10 steps to travel around Europe cheap

It is possible that you have been looking for a flight ticket at least once and thought it would still be there when I was 65 and I will retire. Do not give up! I will explain how you can travel to your dream European country for less than you imagined.

Step 1. Forget your exact travel plans

The fastest way to make your trip as expensive as possible is to narrow down your search to something incredibly specific.

For example, the fact that you have a four-day Easter weekend does not mean that it is a good time to travel. Open yourself to flexibility in travel dates, locations you travel to and where you are staying. The more flexible you are, the cheaper the trip will be.

Step 2. Determine where you really want to visit.

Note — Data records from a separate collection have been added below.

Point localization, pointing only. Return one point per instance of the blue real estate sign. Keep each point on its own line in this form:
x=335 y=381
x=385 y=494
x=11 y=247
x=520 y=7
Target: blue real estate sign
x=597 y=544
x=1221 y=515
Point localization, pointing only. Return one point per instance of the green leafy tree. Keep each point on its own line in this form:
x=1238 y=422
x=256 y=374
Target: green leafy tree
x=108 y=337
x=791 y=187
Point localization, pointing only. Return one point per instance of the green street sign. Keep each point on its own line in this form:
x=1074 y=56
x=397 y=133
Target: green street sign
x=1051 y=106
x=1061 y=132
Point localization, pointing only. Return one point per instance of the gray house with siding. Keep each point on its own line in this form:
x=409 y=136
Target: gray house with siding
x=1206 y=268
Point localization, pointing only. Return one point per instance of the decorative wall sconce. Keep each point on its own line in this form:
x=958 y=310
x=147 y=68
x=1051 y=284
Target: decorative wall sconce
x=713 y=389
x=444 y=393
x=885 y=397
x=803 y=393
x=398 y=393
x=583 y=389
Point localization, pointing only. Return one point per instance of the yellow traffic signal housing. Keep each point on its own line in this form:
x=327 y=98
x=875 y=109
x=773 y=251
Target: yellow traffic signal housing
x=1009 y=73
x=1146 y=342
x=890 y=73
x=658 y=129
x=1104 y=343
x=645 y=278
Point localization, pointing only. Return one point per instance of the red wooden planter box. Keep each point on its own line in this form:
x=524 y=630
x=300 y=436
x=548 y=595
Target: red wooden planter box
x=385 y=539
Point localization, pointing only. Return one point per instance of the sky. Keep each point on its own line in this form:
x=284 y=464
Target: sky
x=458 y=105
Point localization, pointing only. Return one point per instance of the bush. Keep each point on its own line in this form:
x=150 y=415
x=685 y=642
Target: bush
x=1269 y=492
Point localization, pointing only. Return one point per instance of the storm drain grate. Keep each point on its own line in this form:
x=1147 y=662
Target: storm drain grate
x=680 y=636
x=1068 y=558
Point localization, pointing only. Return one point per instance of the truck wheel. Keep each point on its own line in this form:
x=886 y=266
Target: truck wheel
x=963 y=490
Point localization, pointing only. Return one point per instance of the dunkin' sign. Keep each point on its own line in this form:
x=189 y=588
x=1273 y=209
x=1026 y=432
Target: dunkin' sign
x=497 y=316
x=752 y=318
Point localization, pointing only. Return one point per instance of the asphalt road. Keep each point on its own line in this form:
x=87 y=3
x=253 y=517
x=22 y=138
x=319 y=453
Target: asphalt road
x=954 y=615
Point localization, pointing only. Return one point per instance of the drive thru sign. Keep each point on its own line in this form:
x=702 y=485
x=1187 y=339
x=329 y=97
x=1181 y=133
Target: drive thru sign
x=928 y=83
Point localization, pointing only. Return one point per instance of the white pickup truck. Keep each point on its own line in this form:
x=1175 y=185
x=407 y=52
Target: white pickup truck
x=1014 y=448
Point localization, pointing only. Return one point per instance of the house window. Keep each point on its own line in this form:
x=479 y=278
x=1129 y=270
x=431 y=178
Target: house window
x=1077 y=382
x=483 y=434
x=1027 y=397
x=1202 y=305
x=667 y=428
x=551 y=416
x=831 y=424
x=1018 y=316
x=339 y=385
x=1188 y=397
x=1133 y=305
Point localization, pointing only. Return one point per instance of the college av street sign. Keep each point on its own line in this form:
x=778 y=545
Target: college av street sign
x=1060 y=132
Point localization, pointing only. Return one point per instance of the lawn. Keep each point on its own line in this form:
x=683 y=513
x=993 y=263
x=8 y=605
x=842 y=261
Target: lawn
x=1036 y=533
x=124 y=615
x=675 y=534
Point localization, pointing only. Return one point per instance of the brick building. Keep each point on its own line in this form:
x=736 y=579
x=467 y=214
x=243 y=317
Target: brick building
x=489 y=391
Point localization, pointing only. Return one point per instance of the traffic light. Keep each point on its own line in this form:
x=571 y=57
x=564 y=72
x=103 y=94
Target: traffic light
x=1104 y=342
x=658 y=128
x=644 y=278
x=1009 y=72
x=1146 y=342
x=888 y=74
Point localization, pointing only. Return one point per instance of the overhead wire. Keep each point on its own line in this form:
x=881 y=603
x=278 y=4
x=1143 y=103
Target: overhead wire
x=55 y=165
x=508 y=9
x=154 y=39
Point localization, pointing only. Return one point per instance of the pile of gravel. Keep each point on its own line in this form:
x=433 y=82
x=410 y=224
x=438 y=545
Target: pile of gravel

I know I just said it is flexible, but that doesn't mean you can't choose the place you want to visit, it means you must be open to getting what you didn't expect. If you want to visit Dublin more than anything, do not look for flights only from the United States to Dublin. Chances are that you can find a flight ticket from the US to another European city for much less. Then you can book another short flight to Dublin for less than USD 80 return. It's also a great way to see the bonus country!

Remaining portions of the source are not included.